They locate their perspective by juxtaposing evolutionary psychology with what the term "the standard social scientific model." The chapter by Tooby and Cosmides (Chapter 1) outlines this model in much more detail.
As we know, the SSSM insists that, for all practical purposes, human nature - and thus human behavior - is shaped by culture. Put less laconically, the SSSM rests on three cardinal tenets - two of them explicit, the third usually implicit. These are: (1) that humans have no innate behavioral tendencies; (2) that, consequently, human nature is solely the product of learning and socialization (in short, of "nurture"); from which it follows (3) that human nature (and consequently human behavior) is essentially quite malleable (my rendering of the perspective). Of course, evolutionary psychology moves in a different direction, emphasizing the effects of the evolutionary process on human behavior and thinking.

This edited volume includes a series of chapters exploring different aspects of human behavior. The section titles illustrate the variety of topics covered: Section II focuses on cooperation and social exchange, noting that these have evolutionary bases; III examines the psychology of mating and sex; IV looks at parental care and children; V considers perception and language as evolutionary adaptations; VI takes a look at environmental aesthetics (such as evolved responses to landscapes); VII has only one chapter--looking at the evolution of psychodynamic mechanisms. The volume closes with an essay by Jerome Barkow.
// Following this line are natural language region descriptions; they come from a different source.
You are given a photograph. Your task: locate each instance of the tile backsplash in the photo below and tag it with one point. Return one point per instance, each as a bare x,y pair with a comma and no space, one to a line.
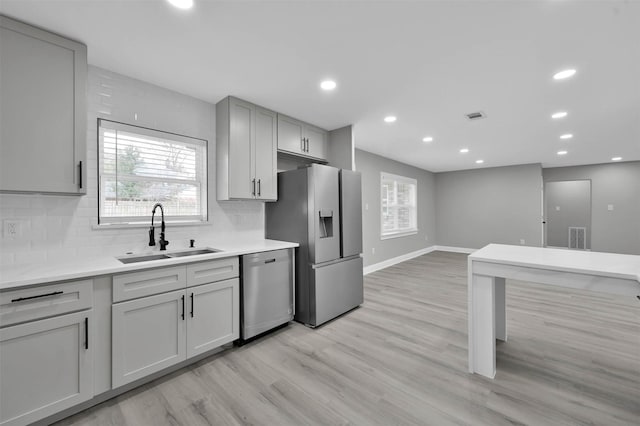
52,227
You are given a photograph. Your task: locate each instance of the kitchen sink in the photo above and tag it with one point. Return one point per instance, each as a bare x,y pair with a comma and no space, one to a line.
193,252
148,257
144,258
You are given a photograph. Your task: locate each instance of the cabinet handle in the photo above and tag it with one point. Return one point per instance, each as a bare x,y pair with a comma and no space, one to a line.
80,174
86,333
20,299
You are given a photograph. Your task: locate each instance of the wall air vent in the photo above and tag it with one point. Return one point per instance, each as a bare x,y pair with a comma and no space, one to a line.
475,115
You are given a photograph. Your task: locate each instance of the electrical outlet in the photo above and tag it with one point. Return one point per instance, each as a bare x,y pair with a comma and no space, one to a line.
12,229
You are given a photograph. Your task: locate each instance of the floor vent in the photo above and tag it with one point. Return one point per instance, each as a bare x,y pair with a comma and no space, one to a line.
577,237
475,115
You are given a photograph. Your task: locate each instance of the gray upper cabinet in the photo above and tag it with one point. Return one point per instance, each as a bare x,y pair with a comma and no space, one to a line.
246,144
43,118
299,138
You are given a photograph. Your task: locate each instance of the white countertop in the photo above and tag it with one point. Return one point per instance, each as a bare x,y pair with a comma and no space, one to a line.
625,266
24,275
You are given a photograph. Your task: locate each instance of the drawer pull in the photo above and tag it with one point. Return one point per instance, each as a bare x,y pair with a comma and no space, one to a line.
20,299
183,307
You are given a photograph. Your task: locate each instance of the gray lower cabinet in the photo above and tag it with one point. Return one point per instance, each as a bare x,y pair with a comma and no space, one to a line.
246,151
302,139
148,335
154,332
43,134
213,317
46,366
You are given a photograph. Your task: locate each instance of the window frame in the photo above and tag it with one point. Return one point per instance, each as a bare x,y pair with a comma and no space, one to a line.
397,232
201,181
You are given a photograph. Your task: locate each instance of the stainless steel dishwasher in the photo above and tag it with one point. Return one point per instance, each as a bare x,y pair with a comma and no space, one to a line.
266,292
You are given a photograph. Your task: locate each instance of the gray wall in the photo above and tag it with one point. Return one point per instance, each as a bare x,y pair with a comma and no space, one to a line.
567,203
63,227
340,149
493,205
618,184
370,165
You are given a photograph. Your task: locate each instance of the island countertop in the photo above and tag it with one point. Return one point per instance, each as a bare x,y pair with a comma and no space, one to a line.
624,266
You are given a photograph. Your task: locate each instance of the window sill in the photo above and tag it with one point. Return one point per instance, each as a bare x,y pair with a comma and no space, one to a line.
399,234
108,226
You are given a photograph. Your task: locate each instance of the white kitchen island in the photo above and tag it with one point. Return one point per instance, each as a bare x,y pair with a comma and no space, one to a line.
491,265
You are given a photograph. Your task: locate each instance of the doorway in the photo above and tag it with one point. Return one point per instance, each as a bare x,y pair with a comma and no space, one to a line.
567,214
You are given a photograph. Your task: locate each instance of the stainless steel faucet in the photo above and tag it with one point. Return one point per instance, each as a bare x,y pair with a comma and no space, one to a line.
152,239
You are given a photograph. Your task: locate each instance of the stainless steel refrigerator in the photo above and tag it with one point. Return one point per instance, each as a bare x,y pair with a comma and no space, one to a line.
320,207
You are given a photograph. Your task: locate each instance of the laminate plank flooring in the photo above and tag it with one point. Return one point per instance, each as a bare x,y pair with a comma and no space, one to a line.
572,358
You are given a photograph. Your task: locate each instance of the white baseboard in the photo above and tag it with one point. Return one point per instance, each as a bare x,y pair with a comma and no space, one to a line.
399,259
395,260
454,249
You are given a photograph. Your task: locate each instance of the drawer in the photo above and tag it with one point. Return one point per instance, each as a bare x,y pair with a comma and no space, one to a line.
149,282
45,301
211,271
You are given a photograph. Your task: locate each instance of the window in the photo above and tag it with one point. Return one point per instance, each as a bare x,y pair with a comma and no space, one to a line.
139,167
399,206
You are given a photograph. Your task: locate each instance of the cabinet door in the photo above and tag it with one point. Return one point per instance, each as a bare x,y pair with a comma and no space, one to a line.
213,317
43,104
241,160
316,142
148,335
290,133
266,160
46,366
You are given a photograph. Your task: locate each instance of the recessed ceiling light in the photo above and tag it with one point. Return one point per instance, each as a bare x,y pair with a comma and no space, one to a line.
328,85
182,4
564,74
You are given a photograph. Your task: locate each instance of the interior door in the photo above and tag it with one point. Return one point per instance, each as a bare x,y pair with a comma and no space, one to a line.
568,205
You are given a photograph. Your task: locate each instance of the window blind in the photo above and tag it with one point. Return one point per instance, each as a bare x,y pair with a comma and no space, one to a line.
398,205
139,167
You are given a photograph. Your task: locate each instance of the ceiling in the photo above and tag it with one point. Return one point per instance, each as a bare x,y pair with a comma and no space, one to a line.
426,62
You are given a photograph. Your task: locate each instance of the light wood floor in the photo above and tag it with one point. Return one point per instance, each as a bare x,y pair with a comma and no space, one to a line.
572,358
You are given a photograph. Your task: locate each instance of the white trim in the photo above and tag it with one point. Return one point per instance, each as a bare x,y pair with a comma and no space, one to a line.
454,249
395,260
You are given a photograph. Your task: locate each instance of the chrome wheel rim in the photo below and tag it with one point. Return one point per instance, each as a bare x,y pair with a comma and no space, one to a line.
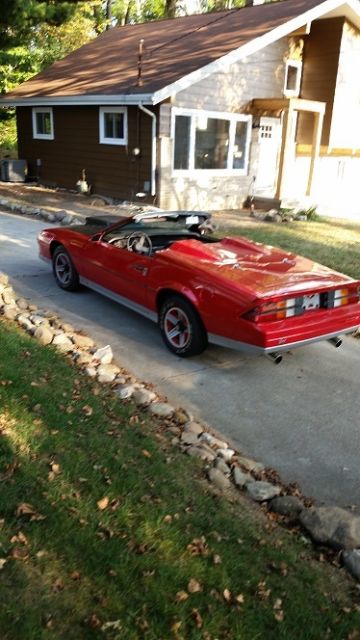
177,328
63,268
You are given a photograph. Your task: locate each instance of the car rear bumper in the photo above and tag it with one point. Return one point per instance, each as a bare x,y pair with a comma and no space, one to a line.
251,348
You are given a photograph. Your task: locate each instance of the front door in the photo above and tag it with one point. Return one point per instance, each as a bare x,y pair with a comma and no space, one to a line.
269,149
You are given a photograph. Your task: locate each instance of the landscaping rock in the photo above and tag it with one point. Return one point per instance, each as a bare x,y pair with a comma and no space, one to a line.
44,335
221,465
63,343
25,323
193,427
105,355
144,396
227,454
212,441
286,506
161,409
187,437
8,295
22,304
200,452
260,490
352,562
84,342
218,479
332,526
107,372
250,465
125,391
241,479
10,311
83,358
91,371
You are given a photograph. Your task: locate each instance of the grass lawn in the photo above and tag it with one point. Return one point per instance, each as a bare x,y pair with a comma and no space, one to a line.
332,242
106,531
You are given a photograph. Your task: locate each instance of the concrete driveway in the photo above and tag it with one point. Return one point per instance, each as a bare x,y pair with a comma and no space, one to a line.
301,417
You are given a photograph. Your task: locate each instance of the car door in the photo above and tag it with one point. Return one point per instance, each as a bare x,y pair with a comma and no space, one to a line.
116,269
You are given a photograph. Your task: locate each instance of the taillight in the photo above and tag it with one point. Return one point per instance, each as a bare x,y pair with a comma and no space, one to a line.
340,297
281,309
270,311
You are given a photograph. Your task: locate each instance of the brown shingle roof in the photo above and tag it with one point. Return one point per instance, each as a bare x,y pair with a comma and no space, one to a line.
172,49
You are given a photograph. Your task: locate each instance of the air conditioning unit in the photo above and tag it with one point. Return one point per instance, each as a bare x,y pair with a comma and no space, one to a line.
13,170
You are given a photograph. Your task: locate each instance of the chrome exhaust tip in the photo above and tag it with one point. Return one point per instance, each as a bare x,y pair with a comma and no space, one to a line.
336,341
274,357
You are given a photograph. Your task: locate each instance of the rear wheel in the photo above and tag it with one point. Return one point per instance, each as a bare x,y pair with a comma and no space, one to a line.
65,273
181,327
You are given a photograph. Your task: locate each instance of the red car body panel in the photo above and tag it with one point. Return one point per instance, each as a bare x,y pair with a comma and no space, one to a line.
224,280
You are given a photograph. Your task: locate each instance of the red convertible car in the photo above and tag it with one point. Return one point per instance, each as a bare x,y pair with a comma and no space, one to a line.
199,288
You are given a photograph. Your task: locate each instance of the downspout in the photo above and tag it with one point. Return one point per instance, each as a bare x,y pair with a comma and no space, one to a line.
153,147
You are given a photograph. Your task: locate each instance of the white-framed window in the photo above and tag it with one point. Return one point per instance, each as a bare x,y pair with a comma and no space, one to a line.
292,78
113,125
210,141
43,123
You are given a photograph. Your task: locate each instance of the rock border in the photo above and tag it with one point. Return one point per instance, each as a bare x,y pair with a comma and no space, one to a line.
225,468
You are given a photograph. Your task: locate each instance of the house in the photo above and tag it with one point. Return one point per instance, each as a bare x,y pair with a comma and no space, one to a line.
204,110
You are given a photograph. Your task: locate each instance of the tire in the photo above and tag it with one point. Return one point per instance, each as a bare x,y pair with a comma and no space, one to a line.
181,327
64,271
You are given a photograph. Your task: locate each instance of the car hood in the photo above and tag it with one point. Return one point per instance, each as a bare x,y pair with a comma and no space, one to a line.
260,269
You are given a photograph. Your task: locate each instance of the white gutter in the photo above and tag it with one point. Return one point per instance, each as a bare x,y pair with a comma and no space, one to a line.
153,147
88,100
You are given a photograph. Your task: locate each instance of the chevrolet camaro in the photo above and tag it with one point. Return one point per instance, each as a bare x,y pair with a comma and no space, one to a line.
200,288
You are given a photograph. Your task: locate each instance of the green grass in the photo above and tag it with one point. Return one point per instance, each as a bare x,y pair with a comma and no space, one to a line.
70,568
332,242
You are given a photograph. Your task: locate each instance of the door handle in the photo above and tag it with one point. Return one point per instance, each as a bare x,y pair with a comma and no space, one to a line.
141,269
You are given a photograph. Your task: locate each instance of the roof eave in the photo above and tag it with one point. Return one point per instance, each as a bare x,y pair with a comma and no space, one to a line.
96,99
321,10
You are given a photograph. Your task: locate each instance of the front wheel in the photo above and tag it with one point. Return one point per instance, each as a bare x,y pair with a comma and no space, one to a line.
181,327
65,273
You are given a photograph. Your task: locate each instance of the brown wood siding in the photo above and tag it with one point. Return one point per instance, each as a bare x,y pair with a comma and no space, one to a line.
320,67
111,170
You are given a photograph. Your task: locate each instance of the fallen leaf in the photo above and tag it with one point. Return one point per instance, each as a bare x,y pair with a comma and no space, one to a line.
93,622
19,537
75,575
58,585
197,618
19,553
55,468
175,627
103,503
194,586
198,547
114,625
181,596
262,592
279,615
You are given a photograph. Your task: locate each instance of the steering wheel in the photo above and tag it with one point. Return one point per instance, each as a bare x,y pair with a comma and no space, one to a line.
139,242
116,239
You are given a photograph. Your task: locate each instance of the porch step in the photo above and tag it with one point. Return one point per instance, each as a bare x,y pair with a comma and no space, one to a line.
265,204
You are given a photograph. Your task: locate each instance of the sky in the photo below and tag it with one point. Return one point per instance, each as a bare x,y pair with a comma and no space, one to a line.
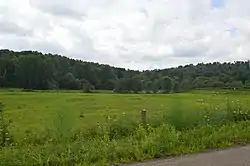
134,34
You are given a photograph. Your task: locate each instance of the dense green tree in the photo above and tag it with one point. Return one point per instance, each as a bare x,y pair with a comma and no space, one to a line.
34,70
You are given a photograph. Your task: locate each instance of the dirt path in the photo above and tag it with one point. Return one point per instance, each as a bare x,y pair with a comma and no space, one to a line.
239,156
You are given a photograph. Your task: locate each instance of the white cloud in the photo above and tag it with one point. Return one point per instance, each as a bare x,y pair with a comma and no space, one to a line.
141,34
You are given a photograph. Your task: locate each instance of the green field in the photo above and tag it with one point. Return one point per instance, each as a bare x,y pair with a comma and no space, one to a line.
49,127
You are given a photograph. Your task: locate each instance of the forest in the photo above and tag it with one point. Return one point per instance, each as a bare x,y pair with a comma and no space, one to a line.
35,70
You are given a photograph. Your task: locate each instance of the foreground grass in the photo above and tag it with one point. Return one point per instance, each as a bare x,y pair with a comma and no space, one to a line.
179,124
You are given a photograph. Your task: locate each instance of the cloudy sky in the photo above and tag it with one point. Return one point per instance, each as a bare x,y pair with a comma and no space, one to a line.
135,34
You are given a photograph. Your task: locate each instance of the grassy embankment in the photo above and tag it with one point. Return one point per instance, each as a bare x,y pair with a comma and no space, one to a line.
74,128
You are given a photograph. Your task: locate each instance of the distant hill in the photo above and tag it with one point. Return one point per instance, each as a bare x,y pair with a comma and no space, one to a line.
34,70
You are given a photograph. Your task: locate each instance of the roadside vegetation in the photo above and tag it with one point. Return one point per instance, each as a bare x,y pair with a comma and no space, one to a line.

Not all readers will be convinced by the arguments raised in this volume. However, it serves an important purpose by unapologetically claiming that we cannot understand much of human psychology (and other social behaviors) without considering human evolution. Indeed, it is hard to complain about this overarching perspective. However, readers may well dispute specific applications of the perspective. In the end, this is a rich volume and will prod the reader to think differently about "human nature."